Wrist jokes
A random guy yelled at me, "Hey, slut!"
I walked towards him.
"I prefer slit," I said.
"Why?" He asked.
"You see these wrists?" I spat at him.
I went to the store the other day and scanned an emo's arm.
It gave me a discount!
Taking an emo kid grocery shopping does have its perks.
You get to scan their wrists for discounts!
How is an emo kid’s wrist like Pink Floyd?
It’s all shitty until you reach the final cut.
Taking you to go grocery shopping does have its perks... You get to scan their wrists for discounts!
One day I walk up to an emo kid. I realized he had a fresh cut, so I grab my hand and slap his wrist and told him, "I like ya cut, G!"
I got detention one day. I don’t know why; I only slapped the emo kid on the wrist.
An emo girl dyed her hair red.
Where does her hairline start? Her wrist.
I saw an emo kid that got a haircut today. But instead of saying “Like ya cut, g” and slapping the neck, I slapped the wrist and said “Like ya cut’s g”.
What do you call an emo with knife cuts on their wrist?
A barcode.
What do you say to an emo's wrist?...
"I like ur cut G."
Why do emos suck at playing tic-tac-toe on their wrists?
Because when they win, they lose.
What's the difference between emo people and normal people? Normal people have wrists.
Two emos are dating, and the most romantic thing they have ever done is slit each other's wrists.
What do Ben 10 and a disabled kid have in common?
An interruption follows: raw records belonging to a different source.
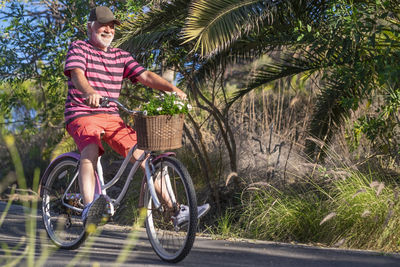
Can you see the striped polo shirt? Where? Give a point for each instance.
(104, 72)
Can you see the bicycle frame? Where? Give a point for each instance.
(101, 187)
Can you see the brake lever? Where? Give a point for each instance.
(104, 102)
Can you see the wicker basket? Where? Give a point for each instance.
(162, 132)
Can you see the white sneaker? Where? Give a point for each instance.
(183, 215)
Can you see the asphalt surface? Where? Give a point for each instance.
(206, 251)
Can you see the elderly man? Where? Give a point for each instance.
(96, 70)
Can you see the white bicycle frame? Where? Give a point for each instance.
(101, 187)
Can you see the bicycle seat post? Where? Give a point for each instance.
(150, 184)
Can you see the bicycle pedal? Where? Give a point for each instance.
(109, 207)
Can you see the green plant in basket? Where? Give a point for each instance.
(166, 104)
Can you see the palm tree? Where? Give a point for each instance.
(345, 42)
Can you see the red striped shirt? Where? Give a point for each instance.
(104, 72)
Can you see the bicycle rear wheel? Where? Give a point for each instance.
(63, 224)
(171, 243)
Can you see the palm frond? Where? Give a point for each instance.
(270, 72)
(216, 24)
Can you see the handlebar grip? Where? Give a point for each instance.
(104, 102)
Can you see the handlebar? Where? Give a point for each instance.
(105, 102)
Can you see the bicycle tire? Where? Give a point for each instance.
(171, 244)
(63, 225)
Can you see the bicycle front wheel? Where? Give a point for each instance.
(63, 223)
(171, 243)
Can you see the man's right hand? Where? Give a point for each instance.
(93, 100)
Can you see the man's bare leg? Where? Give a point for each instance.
(159, 184)
(89, 156)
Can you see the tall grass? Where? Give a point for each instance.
(357, 211)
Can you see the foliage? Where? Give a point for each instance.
(355, 211)
(166, 104)
(33, 43)
(351, 46)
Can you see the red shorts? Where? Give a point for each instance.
(111, 128)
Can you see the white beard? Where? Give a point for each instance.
(104, 42)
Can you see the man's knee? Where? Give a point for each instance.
(91, 153)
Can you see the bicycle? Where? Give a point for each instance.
(62, 204)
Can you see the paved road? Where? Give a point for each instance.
(206, 252)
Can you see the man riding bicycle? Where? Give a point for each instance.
(96, 70)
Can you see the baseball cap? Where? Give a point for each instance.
(103, 14)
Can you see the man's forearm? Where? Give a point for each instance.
(154, 81)
(80, 82)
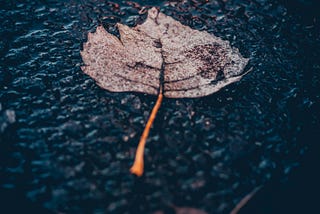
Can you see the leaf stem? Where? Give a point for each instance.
(138, 165)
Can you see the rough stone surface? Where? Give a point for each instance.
(187, 61)
(72, 142)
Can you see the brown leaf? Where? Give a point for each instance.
(160, 57)
(161, 51)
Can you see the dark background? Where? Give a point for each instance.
(66, 145)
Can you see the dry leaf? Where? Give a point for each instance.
(160, 57)
(188, 62)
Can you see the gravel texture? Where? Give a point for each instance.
(66, 145)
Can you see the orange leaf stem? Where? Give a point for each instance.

They both slap their wrist.
My 14 year old daughter went shopping at a grocery story.
She gets to the register and she asked the cashier to scan her scarred wrist.
The cashier scanned it and replied with, "Ma'am this item is worthless."
What happens when an emo goes to the grocery store? The cashier scans their wrist too.
I have to say my humor isn't the best, but I'll give this a go.
My science teacher always reminded us about kilometers per second. Now I want to kilometer per second.
You know those credit card inserters at Walgreens? I want to insert my credit card on my wrist.
I'll shut up now.
I asked my now ex-boyfriend why he’s scared of my cat. He said it was because of the scratches on my arm.
I told him that my cat doesn’t scratch, but he didn’t believe me. He realised what I meant when he noticed I kept hiding my wrist from everyone else.
(Kinda based on the fact that my ex is indeed scared of cats, and he has been scared of my cat, so yeah 😂)
Why does the emo's mom like taking her son to the store?
Because the cashier can scan his wrist for discounts!